Warren vs. Geithner: The Teapot Tempest
[Update: The Treasury Department sends a response to the Huffington Post article, which is included below.]
Citing a single "source with knowledge of Geithner's views," the Huffington Post led its homepage this morning with a story that says Treasury Secretary Tim Geithner doesn't want Elizabeth Warren, a top bailout watchdog, Harvard law professor, and tough consumer advocate, to lead the new Consumer Financial Protection Bureau. The independent Bureau, to be housed in the Federal Reserve, is the centerpiece of the Dodd-Frank financial reform bill, passed Thursday afternoon, and its leader will be a presidential appointee confirmed by the Senate.
Up in arms with the non-revelation of Geithner's opposition, the Progressive Change Campaign Committee (PCCC) blasted out an email this morning asking supporters to sign a petition urging President Obama to appoint Warren. The PCCC also said it was "launching ads today targeting Geithner" for opposing Warren.
OK, everyone take a deep breath. The news that Tim Geithner, joining several other Obama economic advisers, isn't keen on Elizabeth Warren and might not want her as CFPB head (even though the Bureau was her idea) is hardly breaking news, no matter how big HuffPo's headline is. Indeed, anyone who's followed the work of Warren's Congressional Oversight Panel could tell you that. After all, Warren's public grillings of Geithner have taken on an almost ritual quality—not a month goes by, it seems, without the blunt, Oklahoma-raised Warren bashing Geithner for AIG's backdoor bailouts or the Treasury's botched homeowner relief programs or the failure of megabanks to resume lending again, despite trillions in government assistance. Little wonder Geithner might not like Warren.

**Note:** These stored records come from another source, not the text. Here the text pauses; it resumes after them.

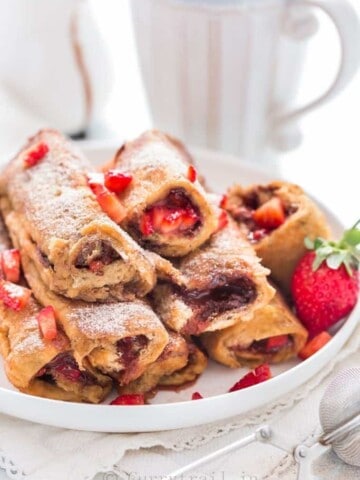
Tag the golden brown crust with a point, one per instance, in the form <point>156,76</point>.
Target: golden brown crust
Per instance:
<point>54,208</point>
<point>158,165</point>
<point>196,364</point>
<point>226,259</point>
<point>180,363</point>
<point>26,353</point>
<point>173,358</point>
<point>231,346</point>
<point>94,329</point>
<point>281,250</point>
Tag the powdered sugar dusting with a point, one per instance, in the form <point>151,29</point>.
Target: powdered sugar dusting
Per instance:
<point>114,319</point>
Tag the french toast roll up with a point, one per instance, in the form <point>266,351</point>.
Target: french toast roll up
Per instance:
<point>167,208</point>
<point>277,218</point>
<point>196,363</point>
<point>68,232</point>
<point>119,338</point>
<point>45,368</point>
<point>273,335</point>
<point>180,362</point>
<point>41,367</point>
<point>224,281</point>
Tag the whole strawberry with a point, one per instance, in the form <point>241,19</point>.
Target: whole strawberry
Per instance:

Moreover, comparing Treasury's economic policies with Warren's ideas, you can easily see where the conflict arises. If there's one quality that characterizes Treasury's economic relief programs—especially its homeowner programs—it's that they don't rock the boat much, don't rattle the status quo. (Had they done that, they would've required, say, principal reductions in the HAMP program or actually cracked down on mortgage servicers whose HAMP performance has been miserable—something Treasury has yet to do.) Warren, however, has done just that and she'd no doubt shake things up as CFPB head, which surely could make people in power a bit uneasy. In past testimonies and commentary, Warren was an advocate of "plain vanilla" financial products—making credit card contracts two pages long and simple to read, selling mortgages without hidden interest rate clauses and explosive terms. In financial circles, those are radical ideas—so radical, in fact, that Congress killed the plain-vanilla provision in its financial reform bill.
The differences between the Geithner and Warren are clear. It doesn't take a single anonymous source who supposedly knows what Geithner's thinking to know that.

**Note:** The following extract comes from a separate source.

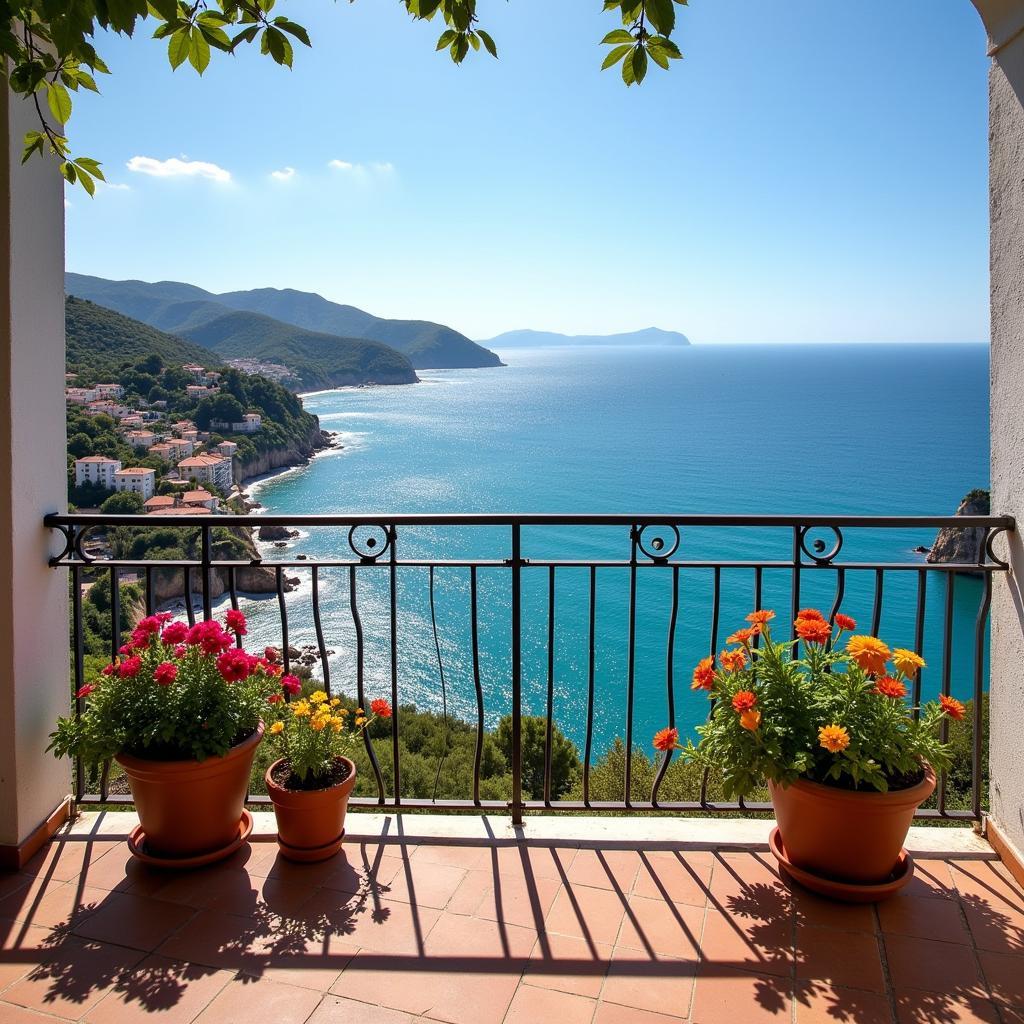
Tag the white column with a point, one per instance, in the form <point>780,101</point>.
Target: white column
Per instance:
<point>34,659</point>
<point>1005,20</point>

The Treasury Department sends Mother Jones this response to the Huffington Post article:
"Elizabeth Warren has been a driving force behind the creation of the consumer financial protection bureau, and we have worked very closely with her over the past year and a half to make that idea a reality.
"Given her strong leadership on consumer protection, Secretary Geithner believes that Elizabeth Warren is exceptionally well qualified to lead the new bureau, and, ultimately, that’s a decision the President will have to make."